Advocacy is a vital part of what impacts health professionals and their patients. Through the JeffSTARS program, we have many future physicians who learn how advocacy impacts the work they do and what their patients will see. Recently, Lily Segal was a part of our program and she reflected on the impact it had on her and the work she will do as a doctor.
During my month on my advocacy elective, I learned about the importance of big A advocacy, how to make a systemic impact. While individual advocacy in our every practice as physicians is incredibly important and should be engrained in every physician, big A advocacy is another way to make a difference and impact more patients. I learned more about legislation and policy making and how as a physician I can get involved in those to help promote my future patients’ needs. Learning more about big A advocacy inspired me that I could eventually be a part of something large enough to make systemic changes for the patients I once saw experiencing homelessness so that they would not have to face the same hurdles every day.

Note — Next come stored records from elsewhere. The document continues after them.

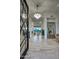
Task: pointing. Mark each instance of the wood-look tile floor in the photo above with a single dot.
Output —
(43, 49)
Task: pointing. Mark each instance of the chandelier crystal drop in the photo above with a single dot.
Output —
(37, 15)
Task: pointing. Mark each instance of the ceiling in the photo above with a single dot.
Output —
(48, 8)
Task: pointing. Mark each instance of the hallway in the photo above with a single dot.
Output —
(43, 49)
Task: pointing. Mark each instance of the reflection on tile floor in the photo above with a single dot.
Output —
(43, 49)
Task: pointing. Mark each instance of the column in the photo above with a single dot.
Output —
(45, 28)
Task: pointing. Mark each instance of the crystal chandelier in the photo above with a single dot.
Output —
(37, 15)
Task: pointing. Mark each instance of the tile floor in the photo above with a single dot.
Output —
(43, 49)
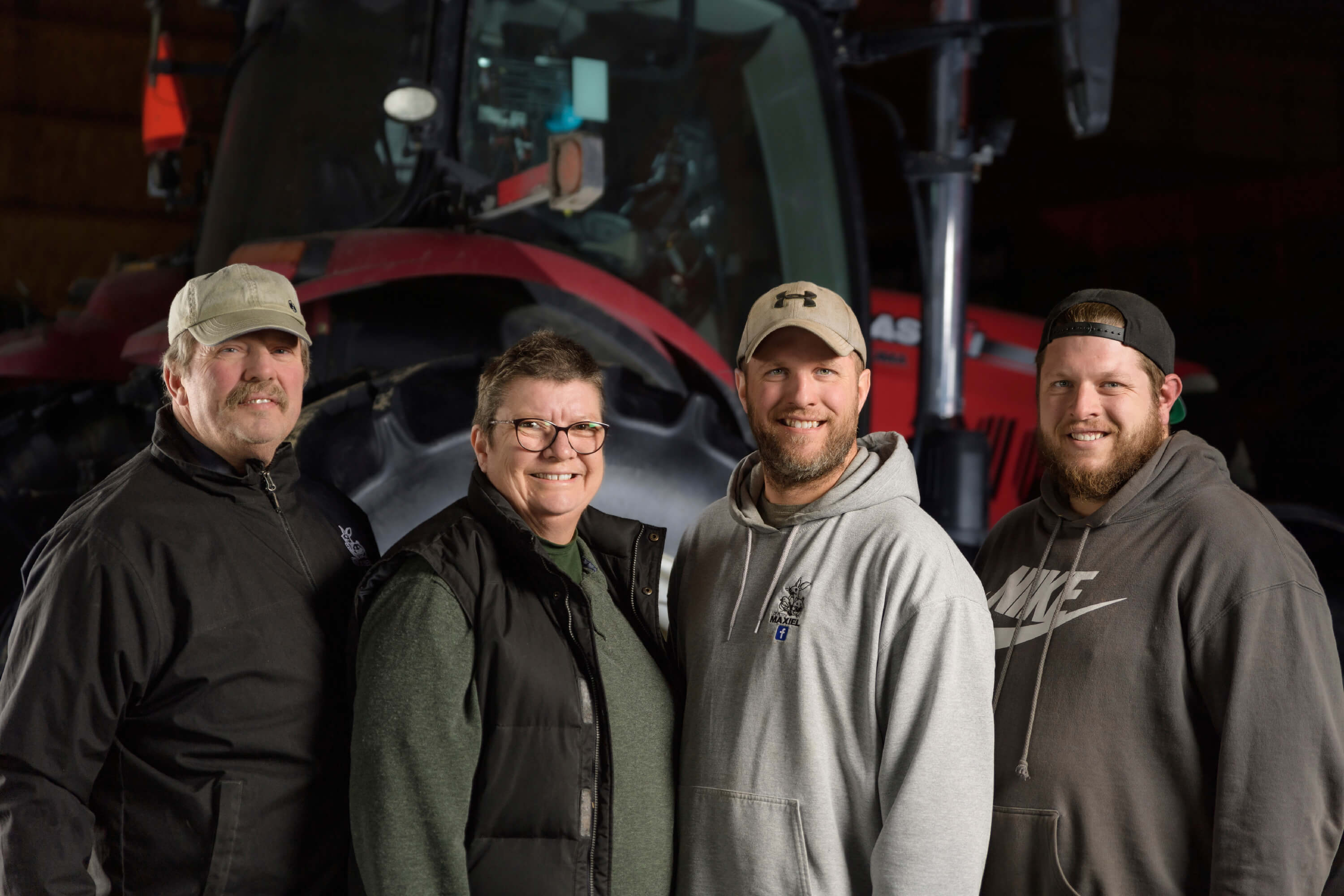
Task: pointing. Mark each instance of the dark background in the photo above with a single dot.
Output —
(1217, 191)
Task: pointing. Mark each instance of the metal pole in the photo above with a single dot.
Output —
(949, 224)
(951, 461)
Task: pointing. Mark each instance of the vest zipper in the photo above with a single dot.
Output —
(635, 563)
(597, 745)
(271, 491)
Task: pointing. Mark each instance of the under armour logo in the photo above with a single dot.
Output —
(810, 299)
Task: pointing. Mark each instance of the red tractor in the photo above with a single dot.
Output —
(441, 178)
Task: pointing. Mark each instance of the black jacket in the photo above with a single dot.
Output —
(545, 745)
(177, 679)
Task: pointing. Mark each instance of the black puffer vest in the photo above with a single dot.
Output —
(535, 825)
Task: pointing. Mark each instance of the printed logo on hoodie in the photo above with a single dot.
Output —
(1008, 601)
(789, 609)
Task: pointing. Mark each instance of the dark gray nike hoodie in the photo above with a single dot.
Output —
(1187, 723)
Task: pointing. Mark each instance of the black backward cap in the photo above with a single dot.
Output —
(1146, 327)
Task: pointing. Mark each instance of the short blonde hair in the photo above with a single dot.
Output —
(1104, 314)
(545, 355)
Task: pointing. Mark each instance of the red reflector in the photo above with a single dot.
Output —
(164, 121)
(522, 185)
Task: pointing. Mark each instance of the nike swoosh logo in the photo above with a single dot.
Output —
(1037, 629)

During my time with AHA, I started to gain crucial skills toward getting involved in big A advocacy. Prior to this, I had no experience with government and legislation. I was able to attend a Philadelphia City Council meeting and the mayor unveiling the budget. I had no idea these were open to the public and it was incredible to hear what City Council’s priorities were for the city in that moment and to hear public opinion about them. Throughout my month with AHA, I learned about the impact of a city’s budget and how to advocate for the allocation of funds to help address health inequities. We specifically looked at the importance of quality early childhood education setting children up for successful futures. With this mission, we paid close attention to the City’s budget to ensure our mission was being addressed. I was able to share this project and stress the importance of advocating for specific programs in a budget, and becoming familiar with budgets, when I met with my peers to discuss our experiences.
I am so appreciative that I was able to work with AHA and learn how to become a more impactful physician. I have even more found appreciation for quality early childhood education, creating a budget, and all the work that goes on behind the scenes working towards making children healthier. This experience has further sparked a passion within me to continue to strive to address health inequities in our society regardless of where I practice. I now feel more confident and comfortable being able to advocate for the health of my patients and communities that I am a part of!